Why would they offer this functionality if no one would use it? One could easily just buy put option instead of selling a call (in which case your potential profit would be unlimited and your potential loss would only be the cost of the option).

Another point i noted when going through the PDS from Go Markets, is that they dont not recommend you sell an option unless you are a professional trader.

So when would someone sell option?

p.s. Is what im talking about called "short selling an option" or just "selling an option"?


----------



## skyQuake (25 November 2008)

You are hoping to earn the premium when you short sell an option (write the oppie)

Most retail option players are long delta. ie Low probability success, but high payoff. 

The other side of the trade is to sell the option. High probability of success but low profit when it eventuates.

Right now volatility is very high, so thats priced into the options, making them more expensive (more premium)

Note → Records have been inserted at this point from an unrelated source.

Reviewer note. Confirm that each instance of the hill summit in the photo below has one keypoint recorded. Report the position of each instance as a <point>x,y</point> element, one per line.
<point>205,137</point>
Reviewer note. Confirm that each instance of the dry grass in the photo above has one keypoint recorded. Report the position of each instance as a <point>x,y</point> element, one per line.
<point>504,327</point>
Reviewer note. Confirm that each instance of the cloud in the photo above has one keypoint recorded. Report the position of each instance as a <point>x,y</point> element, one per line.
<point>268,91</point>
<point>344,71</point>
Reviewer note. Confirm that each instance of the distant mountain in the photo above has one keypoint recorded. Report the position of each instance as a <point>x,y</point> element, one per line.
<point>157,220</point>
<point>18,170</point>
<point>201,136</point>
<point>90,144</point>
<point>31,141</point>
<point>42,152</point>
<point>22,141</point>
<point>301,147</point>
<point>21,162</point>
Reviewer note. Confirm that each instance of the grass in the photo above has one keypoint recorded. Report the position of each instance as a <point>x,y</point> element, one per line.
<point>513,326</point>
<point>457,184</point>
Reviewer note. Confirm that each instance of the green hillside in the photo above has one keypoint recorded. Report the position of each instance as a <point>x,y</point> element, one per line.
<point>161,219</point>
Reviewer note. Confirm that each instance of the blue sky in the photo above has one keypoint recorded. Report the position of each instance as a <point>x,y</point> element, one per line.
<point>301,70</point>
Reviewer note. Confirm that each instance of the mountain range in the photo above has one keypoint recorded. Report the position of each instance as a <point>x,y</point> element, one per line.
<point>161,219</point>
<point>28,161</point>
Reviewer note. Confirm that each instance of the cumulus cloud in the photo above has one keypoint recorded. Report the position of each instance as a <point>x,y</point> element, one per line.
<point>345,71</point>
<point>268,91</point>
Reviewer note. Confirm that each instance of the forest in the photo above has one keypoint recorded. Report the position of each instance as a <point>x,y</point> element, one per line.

- Its recommended for professionals etc because of the potentially huge losses, also you need to really understand the maths behind it to make it work for you.


----------



## wayneL (25 November 2008)

Naked shorts said:


> So im not a option trader (and dont really plan on becoming one), so bare with my lack of knowledge.
> 
> I have noticed on some different brokers that they allow you to sell an option. This means your potential profit it limited to the cost of the option, and your potential loss is effectively unlimited.
> 
> ...



In addition to skyquakes post:

The most common short option position is the covered call. That is selling a call option over shares you own. The idea is to collect the premium on a share that is not moving up strongly, or to partially hedge a downtrending share you don't want to sell.

If there are share you would like to own, but at a lower price, you can sell puts. If the price moves up or stays the same, you keep the premium. If the price moves down you get the shares at the strike price, plus keep the premium. 

I've been doing a bit of this on shares I wouldn't mind acquiring. Premiums are so high at the moment, that I'm lowering my effective buy price quite markedly, just by selling puts and calls around a stock position. I end up with shares that at a very low cost base that I can tuck away for keeps.

Also there are a number of strategies that use short options as part of a spread. A bit more complicated to explain, but if you're around the option pages a bit, you'll catch on.

But the general principle of selling options, both on their own and as part of a spread, is trading volatility rather than direction. It's  a higher probability of picking where share price won't go, rather than where it will go.

For instance, will Goldman Sachs get to $35 or lower before December 20? I'm betting that it doesn't and I've done this with a spread trade. Where it does end up, I couldn't give a toss, maximum profit is anything above $35.


----------



## Naked shorts (25 November 2008)

it makes sense now! much appreciated


----------



## sails (26 November 2008)

Hey Wayne, good to have you helping out with the option questions again - welcome back .


----------